On Tue, Dec 13, 2022 at 04:45:05PM -0700, Nico Pache wrote:
> Since commit 1378a5ee451a ("mm: store compound_nr as well as
> compound_order") the page[1].compound_nr must be explicitly set to 0 if
> calling set_compound_order(page, 0).
>
> This can lead to bugs if the caller of set_compound_order(page, 0) forgets
> to explicitly set compound_nr=0. An example of this is commit ba9c1201beaa
> ("mm/hugetlb: clear compound_nr before freeing gigantic pages")
>
> Collapse these calls into the set_compound_order by utilizing branchless
> bitmaths [1].
>
> [1] https://graphics.stanford.edu/~seander/bithacks.html#ConditionalSetOrClearBitsWithoutBranching
>
> V2: slight changes to commit log and remove extra '//' in the comments
We don't usually use // comments anywhere in the kernel other than
the SPDX header.
> static inline void set_compound_order(struct page *page, unsigned int order)
> {
> + unsigned long shift = (1U << order);
Shift is a funny name for this variable. order is the shift. this is 'nr'.

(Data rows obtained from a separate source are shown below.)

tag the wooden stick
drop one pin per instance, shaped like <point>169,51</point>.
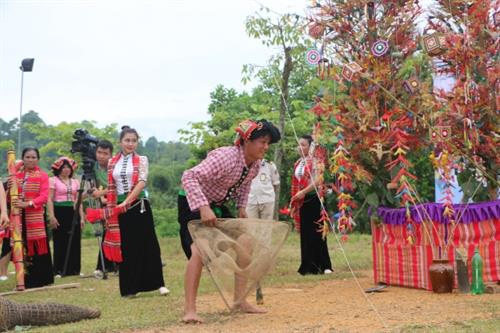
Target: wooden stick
<point>60,286</point>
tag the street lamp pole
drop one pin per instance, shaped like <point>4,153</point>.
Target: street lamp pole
<point>26,66</point>
<point>20,117</point>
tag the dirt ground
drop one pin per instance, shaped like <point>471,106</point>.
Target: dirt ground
<point>339,306</point>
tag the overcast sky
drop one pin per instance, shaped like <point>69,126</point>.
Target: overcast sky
<point>148,64</point>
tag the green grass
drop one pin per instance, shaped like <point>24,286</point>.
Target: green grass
<point>151,310</point>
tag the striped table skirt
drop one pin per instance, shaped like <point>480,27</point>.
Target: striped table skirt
<point>396,261</point>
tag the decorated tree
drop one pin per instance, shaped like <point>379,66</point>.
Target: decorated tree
<point>463,39</point>
<point>376,100</point>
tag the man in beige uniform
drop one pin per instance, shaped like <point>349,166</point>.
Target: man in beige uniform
<point>262,192</point>
<point>261,201</point>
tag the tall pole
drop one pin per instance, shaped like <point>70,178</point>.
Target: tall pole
<point>20,117</point>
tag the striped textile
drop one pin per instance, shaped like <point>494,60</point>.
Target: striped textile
<point>396,262</point>
<point>34,186</point>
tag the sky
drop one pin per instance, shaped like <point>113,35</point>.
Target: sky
<point>150,64</point>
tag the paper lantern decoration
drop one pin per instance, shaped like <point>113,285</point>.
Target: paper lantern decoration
<point>380,47</point>
<point>313,57</point>
<point>411,85</point>
<point>440,133</point>
<point>434,44</point>
<point>350,70</point>
<point>471,90</point>
<point>316,30</point>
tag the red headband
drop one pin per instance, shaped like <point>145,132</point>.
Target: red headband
<point>245,130</point>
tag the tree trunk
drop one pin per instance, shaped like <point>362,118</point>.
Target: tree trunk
<point>278,153</point>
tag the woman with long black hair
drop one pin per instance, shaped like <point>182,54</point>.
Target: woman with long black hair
<point>4,224</point>
<point>130,236</point>
<point>306,210</point>
<point>63,193</point>
<point>33,187</point>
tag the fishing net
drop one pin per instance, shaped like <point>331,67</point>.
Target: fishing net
<point>238,253</point>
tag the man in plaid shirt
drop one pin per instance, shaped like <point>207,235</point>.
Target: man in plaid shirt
<point>225,174</point>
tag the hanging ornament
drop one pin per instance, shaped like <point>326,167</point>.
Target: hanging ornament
<point>412,85</point>
<point>370,10</point>
<point>316,30</point>
<point>324,69</point>
<point>313,57</point>
<point>434,44</point>
<point>440,133</point>
<point>350,70</point>
<point>470,91</point>
<point>380,47</point>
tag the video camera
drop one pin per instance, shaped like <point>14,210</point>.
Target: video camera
<point>86,145</point>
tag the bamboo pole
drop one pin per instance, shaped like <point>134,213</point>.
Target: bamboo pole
<point>16,226</point>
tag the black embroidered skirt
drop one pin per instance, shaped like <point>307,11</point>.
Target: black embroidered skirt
<point>313,249</point>
<point>141,268</point>
<point>61,236</point>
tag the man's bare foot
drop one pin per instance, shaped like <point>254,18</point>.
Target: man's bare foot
<point>191,318</point>
<point>248,308</point>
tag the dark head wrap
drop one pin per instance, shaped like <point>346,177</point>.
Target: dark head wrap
<point>251,130</point>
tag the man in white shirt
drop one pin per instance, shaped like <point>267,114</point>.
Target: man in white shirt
<point>262,192</point>
<point>261,201</point>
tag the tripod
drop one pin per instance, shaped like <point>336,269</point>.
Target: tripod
<point>89,179</point>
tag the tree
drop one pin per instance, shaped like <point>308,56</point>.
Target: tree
<point>376,100</point>
<point>469,52</point>
<point>282,31</point>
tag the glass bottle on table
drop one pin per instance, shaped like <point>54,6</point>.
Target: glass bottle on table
<point>477,273</point>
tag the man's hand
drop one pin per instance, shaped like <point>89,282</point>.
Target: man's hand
<point>242,213</point>
<point>4,220</point>
<point>21,204</point>
<point>207,216</point>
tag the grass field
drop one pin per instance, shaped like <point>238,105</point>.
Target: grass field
<point>150,310</point>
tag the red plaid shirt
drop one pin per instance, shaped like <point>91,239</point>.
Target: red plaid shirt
<point>210,180</point>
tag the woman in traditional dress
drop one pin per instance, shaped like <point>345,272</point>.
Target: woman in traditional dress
<point>33,187</point>
<point>4,224</point>
<point>63,193</point>
<point>306,210</point>
<point>131,239</point>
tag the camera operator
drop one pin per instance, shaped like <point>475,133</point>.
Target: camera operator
<point>104,153</point>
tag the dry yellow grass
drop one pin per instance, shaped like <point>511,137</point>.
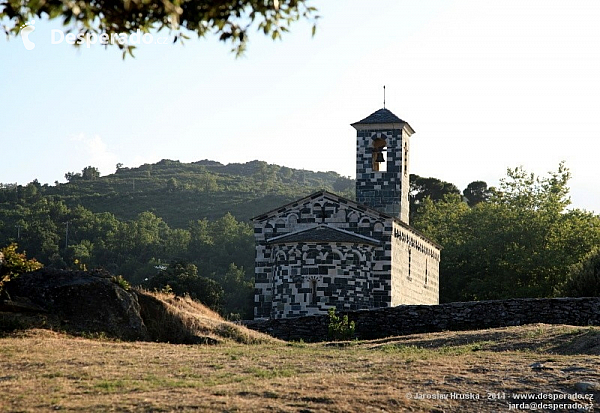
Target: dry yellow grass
<point>43,370</point>
<point>182,320</point>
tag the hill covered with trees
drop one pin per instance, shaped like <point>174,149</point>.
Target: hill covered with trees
<point>185,225</point>
<point>185,228</point>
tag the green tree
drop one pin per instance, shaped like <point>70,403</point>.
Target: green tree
<point>229,20</point>
<point>14,263</point>
<point>476,192</point>
<point>90,173</point>
<point>182,278</point>
<point>521,243</point>
<point>584,278</point>
<point>423,188</point>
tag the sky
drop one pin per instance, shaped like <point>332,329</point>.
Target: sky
<point>486,86</point>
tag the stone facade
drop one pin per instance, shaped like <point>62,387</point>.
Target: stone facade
<point>325,251</point>
<point>383,185</point>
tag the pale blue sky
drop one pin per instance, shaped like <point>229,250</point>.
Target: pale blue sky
<point>486,85</point>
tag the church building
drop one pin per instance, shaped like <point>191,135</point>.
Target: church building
<point>325,251</point>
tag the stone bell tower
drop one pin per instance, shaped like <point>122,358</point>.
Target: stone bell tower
<point>382,175</point>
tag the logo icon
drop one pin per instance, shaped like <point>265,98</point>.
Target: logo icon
<point>25,31</point>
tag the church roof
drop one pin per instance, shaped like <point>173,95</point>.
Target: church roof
<point>338,198</point>
<point>381,116</point>
<point>323,233</point>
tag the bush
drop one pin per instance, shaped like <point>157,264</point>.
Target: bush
<point>340,328</point>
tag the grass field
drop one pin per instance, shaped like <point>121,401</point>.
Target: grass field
<point>42,370</point>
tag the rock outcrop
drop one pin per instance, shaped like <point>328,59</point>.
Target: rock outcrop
<point>78,301</point>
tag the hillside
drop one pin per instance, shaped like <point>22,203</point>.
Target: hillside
<point>473,371</point>
<point>183,192</point>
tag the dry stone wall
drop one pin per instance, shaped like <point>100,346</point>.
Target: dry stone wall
<point>412,319</point>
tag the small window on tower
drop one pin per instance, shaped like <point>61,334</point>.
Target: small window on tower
<point>405,160</point>
<point>379,155</point>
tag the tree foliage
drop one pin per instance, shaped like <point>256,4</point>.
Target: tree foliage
<point>182,278</point>
<point>476,192</point>
<point>584,278</point>
<point>520,243</point>
<point>427,188</point>
<point>229,20</point>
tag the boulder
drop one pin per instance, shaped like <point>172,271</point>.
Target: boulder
<point>80,301</point>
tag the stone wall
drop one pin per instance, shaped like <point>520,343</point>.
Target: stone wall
<point>411,319</point>
<point>415,268</point>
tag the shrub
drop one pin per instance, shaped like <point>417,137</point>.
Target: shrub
<point>340,328</point>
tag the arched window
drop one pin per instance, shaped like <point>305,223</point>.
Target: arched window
<point>379,155</point>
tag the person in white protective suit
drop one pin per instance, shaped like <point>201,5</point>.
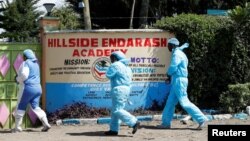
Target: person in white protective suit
<point>178,74</point>
<point>120,76</point>
<point>30,91</point>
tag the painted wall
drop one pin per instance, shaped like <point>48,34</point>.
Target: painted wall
<point>75,65</point>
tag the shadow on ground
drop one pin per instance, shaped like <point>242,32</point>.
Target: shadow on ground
<point>97,133</point>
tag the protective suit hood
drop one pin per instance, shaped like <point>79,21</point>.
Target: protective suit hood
<point>121,57</point>
<point>30,54</point>
<point>177,43</point>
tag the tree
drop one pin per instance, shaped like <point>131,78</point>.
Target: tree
<point>20,20</point>
<point>68,18</point>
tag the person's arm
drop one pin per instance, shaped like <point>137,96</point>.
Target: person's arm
<point>175,61</point>
<point>23,73</point>
<point>112,70</point>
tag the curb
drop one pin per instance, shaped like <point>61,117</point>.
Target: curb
<point>147,118</point>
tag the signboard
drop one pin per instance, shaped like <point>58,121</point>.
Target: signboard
<point>76,62</point>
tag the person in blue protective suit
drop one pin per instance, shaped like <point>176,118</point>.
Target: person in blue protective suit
<point>120,76</point>
<point>30,91</point>
<point>178,76</point>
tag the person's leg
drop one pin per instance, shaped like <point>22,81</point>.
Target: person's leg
<point>18,120</point>
<point>40,113</point>
<point>114,123</point>
<point>34,102</point>
<point>168,111</point>
<point>23,100</point>
<point>119,100</point>
<point>188,106</point>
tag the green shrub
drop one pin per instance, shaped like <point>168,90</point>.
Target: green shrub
<point>236,98</point>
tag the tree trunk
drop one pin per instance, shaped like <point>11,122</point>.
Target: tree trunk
<point>86,15</point>
<point>143,20</point>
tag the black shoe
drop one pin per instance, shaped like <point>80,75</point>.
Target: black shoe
<point>135,127</point>
<point>111,133</point>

> page[1].compound_order = order;
> #ifdef CONFIG_64BIT
> - page[1].compound_nr = 1U << order;
> + // Branchless conditional:
> + // order > 0 --> compound_nr = shift
> + // order == 0 --> compound_nr = 0
> + page[1].compound_nr = shift ^ (-order ^ shift) & shift;
Can the compiler see through this? Before, the compiler sees:
page[1].compound_order = 0;
page[1].compound_nr = 1U << 0;
...
page[1].compound_nr = 0;
and it can eliminate the first store. Now the compiler sees:
unsigned long shift = (1U << 0);
page[1].compound_order = order;
page[1].compound_nr = shift ^ (0 ^ shift) & shift;
Does it do the maths at compile-time, knowing that order is 0 at this
callsite and deducing that it can just store a 0?
I think it might, since shift is constant-1,
page[1].compound_nr = 1 ^ (0 ^ 1) & 1;
-> page[1].compound_nr = 1 ^ 1 & 1;
-> page[1].compound_nr = 0 & 1;
-> page[1].compound_nr = 0;
But you should run it through the compiler and check the assembly
output for __destroy_compound_gigantic_page().